In 2006, Yul was recruited to compete on the thirteenth season of Survivor. He ended up winning Survivor: Cook Islands. He became an instant celebrity and a high profile Asian American. After his victory, he lectured at the FBI Academy while also becoming a Red Mango frozen yogurt franchisee. He ended up taking a job as Deputy Chief at the FCC, before taking a year off to host the PBS series America Revealed and become a news host on LinkAsia. In 2013, he returned to Silicon Valley and became a product management director at Facebook and is now a VP of Product at Google.
Needless to say, Yul has seen a lot more than most people in his lifetime. He has had exposure to medicine, law, business, technology, entertainment, and government throughout his career. We caught up recently, and he brought up an interesting observation: When given a role that is big, Asian Americans will step up and grow into the role. They will rise to the occasion to meet the demands of the position. Alternatively, when they are given a role that is too small for them, they will shrink themselves to fit that role. Rather than show their true ability or shine beyond the role, they will make themselves small to accommodate their managers and peers.

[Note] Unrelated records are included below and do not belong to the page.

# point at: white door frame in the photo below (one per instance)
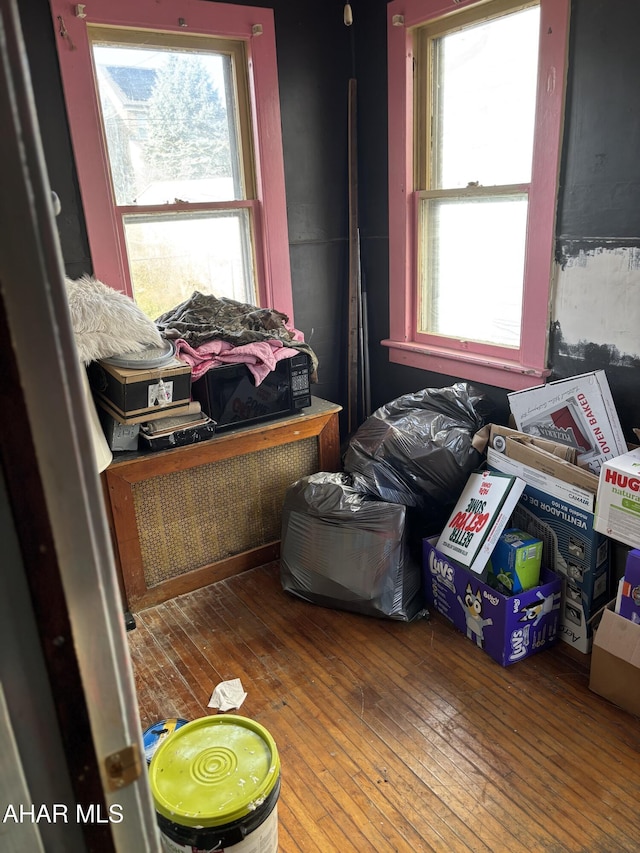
(34, 295)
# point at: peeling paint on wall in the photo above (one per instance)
(597, 301)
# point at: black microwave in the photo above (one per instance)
(229, 396)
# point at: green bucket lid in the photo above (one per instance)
(213, 771)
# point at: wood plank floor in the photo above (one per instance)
(395, 736)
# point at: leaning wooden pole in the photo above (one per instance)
(354, 314)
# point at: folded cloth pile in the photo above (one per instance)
(260, 356)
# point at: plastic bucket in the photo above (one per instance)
(153, 736)
(215, 784)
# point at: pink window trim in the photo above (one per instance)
(498, 366)
(104, 225)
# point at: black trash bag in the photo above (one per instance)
(342, 550)
(418, 450)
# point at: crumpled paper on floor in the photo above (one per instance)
(228, 695)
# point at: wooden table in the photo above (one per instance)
(186, 517)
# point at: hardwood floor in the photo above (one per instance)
(396, 736)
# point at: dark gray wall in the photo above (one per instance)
(599, 199)
(314, 63)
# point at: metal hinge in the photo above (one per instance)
(123, 767)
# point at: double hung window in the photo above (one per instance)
(476, 93)
(175, 123)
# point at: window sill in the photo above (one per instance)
(510, 375)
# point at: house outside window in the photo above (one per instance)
(175, 122)
(476, 95)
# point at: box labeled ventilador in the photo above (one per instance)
(618, 500)
(507, 628)
(562, 516)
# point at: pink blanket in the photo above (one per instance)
(260, 357)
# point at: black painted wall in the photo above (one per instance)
(599, 201)
(314, 65)
(599, 198)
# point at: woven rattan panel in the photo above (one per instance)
(199, 516)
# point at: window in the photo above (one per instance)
(175, 124)
(476, 92)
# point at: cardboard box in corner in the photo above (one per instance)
(578, 411)
(615, 661)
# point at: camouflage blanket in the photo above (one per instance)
(204, 317)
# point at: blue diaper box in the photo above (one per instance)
(508, 628)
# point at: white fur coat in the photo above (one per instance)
(106, 322)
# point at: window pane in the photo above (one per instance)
(473, 256)
(171, 255)
(170, 124)
(484, 90)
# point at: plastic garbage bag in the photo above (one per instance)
(419, 449)
(343, 550)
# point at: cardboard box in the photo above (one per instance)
(562, 516)
(133, 396)
(618, 501)
(548, 459)
(498, 436)
(508, 628)
(578, 411)
(629, 607)
(615, 661)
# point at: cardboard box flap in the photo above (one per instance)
(499, 434)
(619, 637)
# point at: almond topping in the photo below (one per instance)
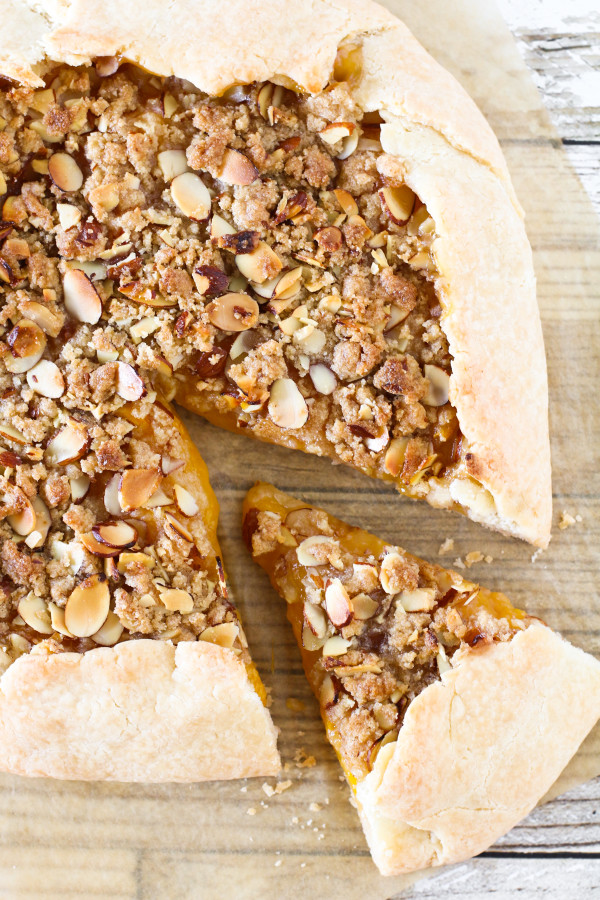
(191, 195)
(64, 172)
(109, 633)
(69, 445)
(172, 163)
(81, 297)
(185, 501)
(224, 634)
(88, 606)
(35, 613)
(177, 601)
(27, 343)
(233, 312)
(237, 168)
(287, 406)
(46, 379)
(399, 202)
(136, 487)
(338, 604)
(439, 386)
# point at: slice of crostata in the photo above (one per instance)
(451, 711)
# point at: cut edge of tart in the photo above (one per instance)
(435, 146)
(445, 704)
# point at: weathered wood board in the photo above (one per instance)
(209, 841)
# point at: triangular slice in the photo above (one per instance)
(122, 656)
(451, 711)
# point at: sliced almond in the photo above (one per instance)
(174, 527)
(233, 312)
(35, 613)
(304, 554)
(46, 379)
(323, 378)
(336, 131)
(69, 445)
(109, 633)
(87, 606)
(191, 195)
(261, 264)
(172, 163)
(399, 202)
(335, 646)
(338, 604)
(419, 600)
(81, 297)
(438, 388)
(185, 501)
(224, 634)
(315, 619)
(287, 406)
(237, 168)
(136, 486)
(27, 343)
(364, 606)
(64, 172)
(177, 601)
(129, 384)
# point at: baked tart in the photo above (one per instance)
(451, 711)
(307, 229)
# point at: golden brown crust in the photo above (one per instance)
(478, 750)
(140, 711)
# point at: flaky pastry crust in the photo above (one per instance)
(433, 136)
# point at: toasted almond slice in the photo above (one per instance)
(346, 201)
(87, 606)
(79, 487)
(136, 487)
(109, 633)
(111, 496)
(287, 406)
(224, 634)
(129, 384)
(419, 600)
(35, 613)
(399, 202)
(336, 131)
(315, 619)
(68, 215)
(69, 445)
(27, 343)
(323, 378)
(439, 386)
(237, 168)
(259, 265)
(335, 646)
(303, 552)
(191, 195)
(120, 535)
(46, 379)
(42, 316)
(81, 297)
(233, 312)
(174, 527)
(177, 600)
(338, 604)
(57, 618)
(172, 163)
(185, 501)
(364, 606)
(64, 172)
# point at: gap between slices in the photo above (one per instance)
(380, 633)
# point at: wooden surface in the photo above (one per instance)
(215, 841)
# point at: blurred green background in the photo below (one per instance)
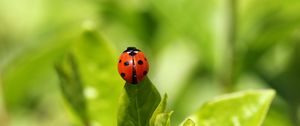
(197, 50)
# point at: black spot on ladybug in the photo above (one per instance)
(126, 63)
(123, 74)
(140, 62)
(145, 72)
(132, 53)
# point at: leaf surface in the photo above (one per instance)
(138, 102)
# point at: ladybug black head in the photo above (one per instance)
(131, 49)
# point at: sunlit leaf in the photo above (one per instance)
(138, 102)
(72, 88)
(161, 108)
(246, 108)
(188, 122)
(163, 119)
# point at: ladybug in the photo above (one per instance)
(133, 65)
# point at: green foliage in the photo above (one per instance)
(138, 102)
(58, 59)
(247, 108)
(188, 122)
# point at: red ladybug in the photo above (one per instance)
(133, 65)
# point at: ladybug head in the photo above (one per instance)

Because so many Asians are raised to follow the rules and accommodate others, they are not comfortable with pushing boundaries or crossing lines. It’s a transactional mentality of “do the task that you were asked to do, no matter how big or small, and don’t complain or ask questions about it.” That translates extremely poorly to the workplace, where if you are overqualified for a job, you don’t say anything. You accept what is given to you and hope that someone will give you more. You essentially wait for permission to live up to your full potential, instead of giving yourself permission.
So many people think that we are limited by our capabilities and talent, when in reality it is our belief in ourselves that holds us captive more than anything. When you don’t give yourself permission to take risks or to fail, how can you succeed? When you make yourself smaller to fit in someone else’s box, you are only cheating yourself. You cannot accept being a victim, because you have the agency to break out of that box. Sometimes we really are our own worst enemies. Not everyone will get to attend Cannes Lions or Stanford, but hopefully they will get to experience a similar unlock at some point in their lives.
Find your way into the right rooms and I guarantee you will never be able to look back again.